Opinion- Il est désormais mal vu d’être compétent en Tunisie
Alors que le pays s’apprête à célébrer politiquement l’anniversaire du 14-Janvier, il convient de faire le bilan social et économique de ces 6 années. Années marquées, certes, par un souffle libertaire mais aussi par un recul dans le domaine de l’entrepreneuriat, une paupérisation rampante, une flambée des prix, une surenchère revendicative, un populisme nauséabond, une marée d’immigration clandestine et une fuite inexorable de nos cerveaux et de notre intelligence.
L’heure n’est plus aux célébrations tapageuses et, encore moins, aux discours pompeux vantant les acquis de la Révolution mais à l’inventaire politique de ce qu’il est advenu de ce pays. Il est aujourd’hui vidé d’une jeunesse laissée-pour-compte qui le fuit par la mer en rêvant d’une vie meilleure en Europe et dépeuplé par une élite qui prend les airs pour échapper à cette diabolisation et cette stigmatisation de l’intelligence et de la réussite.
A l’immigration clandestine pour des raisons économiques s’est conjuguée une immigration clandestine pour des raisons éthiques qui va dessécher la Tunisie de son trésor humain et la priver de son unique ressource.
Le comble c’est que ce véritable fléau a lieu dans une indifférence inexplicable et une prise d’otage flagrante de l’avenir de nos futures générations. Ceci n’émeut ni nos politiques aguerris ni nos apprentis politiciens plus prompts à s’accrocher à leurs postes, pour les uns, et se faire une place au soleil dans un ciel gris et nuageux, pour les autres.
Aux milliers de jeunes désœuvrés qui prennent la mer au péril de leurs vies pour rejoindre les côtes italiennes, se sont donc ajoutés ces milliers de jeunes médecins, ingénieurs, entrepreneurs et hommes d’affaires qui font le choix de monnayer leurs talents dans des pays qui reconnaissent le génie, qui sont décomplexés de la réussite et qui reconnaissent le mérite.
Ils sont lassés de cette vendetta populiste de bas étage, empreinte d’une once de régionalisme qui diabolise la réussite professionnelle, la richesse et l’esprit entrepreneurial au pays de la révolution de la dignité.

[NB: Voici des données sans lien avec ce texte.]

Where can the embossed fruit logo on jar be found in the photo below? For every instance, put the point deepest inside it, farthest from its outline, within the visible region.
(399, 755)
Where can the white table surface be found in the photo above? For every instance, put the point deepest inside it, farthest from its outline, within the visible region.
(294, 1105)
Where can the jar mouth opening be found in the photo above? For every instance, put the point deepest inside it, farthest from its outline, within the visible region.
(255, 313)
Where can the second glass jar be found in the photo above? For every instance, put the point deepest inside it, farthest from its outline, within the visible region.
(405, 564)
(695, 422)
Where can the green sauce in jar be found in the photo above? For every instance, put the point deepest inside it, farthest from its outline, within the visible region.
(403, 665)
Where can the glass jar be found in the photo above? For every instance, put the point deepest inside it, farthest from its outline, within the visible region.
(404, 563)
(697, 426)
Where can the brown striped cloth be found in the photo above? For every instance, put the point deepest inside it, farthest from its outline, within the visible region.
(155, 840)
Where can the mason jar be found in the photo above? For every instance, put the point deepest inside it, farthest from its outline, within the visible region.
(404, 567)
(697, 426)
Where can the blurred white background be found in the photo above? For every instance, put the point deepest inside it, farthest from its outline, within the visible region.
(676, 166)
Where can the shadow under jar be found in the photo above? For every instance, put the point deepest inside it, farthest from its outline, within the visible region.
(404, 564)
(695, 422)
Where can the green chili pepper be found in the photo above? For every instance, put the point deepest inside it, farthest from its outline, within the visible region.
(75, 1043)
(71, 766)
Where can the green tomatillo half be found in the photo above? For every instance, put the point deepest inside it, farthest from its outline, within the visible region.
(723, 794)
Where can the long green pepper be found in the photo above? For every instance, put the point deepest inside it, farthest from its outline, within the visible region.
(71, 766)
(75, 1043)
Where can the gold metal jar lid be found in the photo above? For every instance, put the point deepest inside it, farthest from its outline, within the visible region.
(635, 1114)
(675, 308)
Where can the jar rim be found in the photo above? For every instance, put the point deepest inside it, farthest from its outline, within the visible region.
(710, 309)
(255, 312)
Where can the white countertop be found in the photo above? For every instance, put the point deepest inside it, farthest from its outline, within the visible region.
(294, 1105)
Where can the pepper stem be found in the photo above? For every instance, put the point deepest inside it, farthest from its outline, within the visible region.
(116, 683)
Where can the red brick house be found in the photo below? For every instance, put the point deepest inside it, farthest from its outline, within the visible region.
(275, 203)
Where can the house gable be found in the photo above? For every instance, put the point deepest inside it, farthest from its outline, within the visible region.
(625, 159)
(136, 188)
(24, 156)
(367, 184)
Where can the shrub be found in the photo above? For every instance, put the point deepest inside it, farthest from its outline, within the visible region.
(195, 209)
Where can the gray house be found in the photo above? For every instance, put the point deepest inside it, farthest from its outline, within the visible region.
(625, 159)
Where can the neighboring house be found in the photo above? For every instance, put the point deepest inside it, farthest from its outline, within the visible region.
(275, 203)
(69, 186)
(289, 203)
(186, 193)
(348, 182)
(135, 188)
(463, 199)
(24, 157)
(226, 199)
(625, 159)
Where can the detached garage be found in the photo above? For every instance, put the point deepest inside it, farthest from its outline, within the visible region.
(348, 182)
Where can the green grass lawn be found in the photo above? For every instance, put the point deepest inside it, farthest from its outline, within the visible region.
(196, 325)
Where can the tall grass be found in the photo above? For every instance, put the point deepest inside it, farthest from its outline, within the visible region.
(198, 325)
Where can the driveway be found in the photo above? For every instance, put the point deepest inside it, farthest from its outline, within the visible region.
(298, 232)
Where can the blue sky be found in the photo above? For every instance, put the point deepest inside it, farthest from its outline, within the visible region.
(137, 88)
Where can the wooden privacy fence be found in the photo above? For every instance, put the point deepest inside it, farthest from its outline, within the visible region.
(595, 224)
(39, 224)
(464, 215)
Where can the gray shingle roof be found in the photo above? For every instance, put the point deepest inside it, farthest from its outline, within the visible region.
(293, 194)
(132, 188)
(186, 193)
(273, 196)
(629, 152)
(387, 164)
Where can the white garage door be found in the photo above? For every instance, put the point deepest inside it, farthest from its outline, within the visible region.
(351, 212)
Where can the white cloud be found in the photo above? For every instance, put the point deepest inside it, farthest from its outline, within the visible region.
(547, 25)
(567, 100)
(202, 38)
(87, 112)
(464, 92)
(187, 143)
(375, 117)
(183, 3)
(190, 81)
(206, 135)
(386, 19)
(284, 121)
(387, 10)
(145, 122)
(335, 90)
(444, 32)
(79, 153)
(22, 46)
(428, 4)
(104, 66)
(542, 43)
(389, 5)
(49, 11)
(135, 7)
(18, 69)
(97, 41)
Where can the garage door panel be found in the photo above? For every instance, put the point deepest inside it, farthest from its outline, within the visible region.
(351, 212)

Quitte à fâcher les irréductibles nostalgiques de la révolution du 14-Janvier, il convient, 6 années après, de dire la vérité qui fait mal et qui dérange : La Tunisie a dilapidé un unique trésor inestimable et l’intronisation d’un quadragénaire à la primature n’a pas réconcilié la jeunesse avec la politique car elle s’est limitée au sérail avec des critères de choix aux antipodes de la compétence et du mérite.
Désormais, nos jeunes ministres sont choisis en fonction de leur appartenance clanique, de leur région, de leur ascendance familiale, de la couleur de leurs yeux et de la teinte de leur peau.
A l’ascenseur social balisé par le bourguibisme fondé sur la méritocratie qui a vu éclore des bâtisseurs de la Tunisie moderne et au technocratisme de Ben Ali qui s’est entouré de compétences pour réaliser un taux de croissance de 6%, s’est substitué l’ascenseur familial et politique post-révolution qui sacre uniquement l’allégeance au chef, en dépit de tous les critères de compétences et d’égalité des chances.
Et si les démarches méritocratique et technocratique récompensent l’humilité, le travail et l’effort, la démarche clanique récompense l’arrogance, la médiocrité et l’incompétence.
Est-il encore permis d’inverser cette tendance et de redonner espoir à tous nos jeunes ? C’est tout ce que je souhaite à mon pays. Cependant, témoin averti de la scène politique et victime de cette vendetta contre les jeunes qui réussissent par la force du travail et le mérite, je reste sceptique et dubitatif face à tant d’approximations et surtout d’amateurisme managérial politique.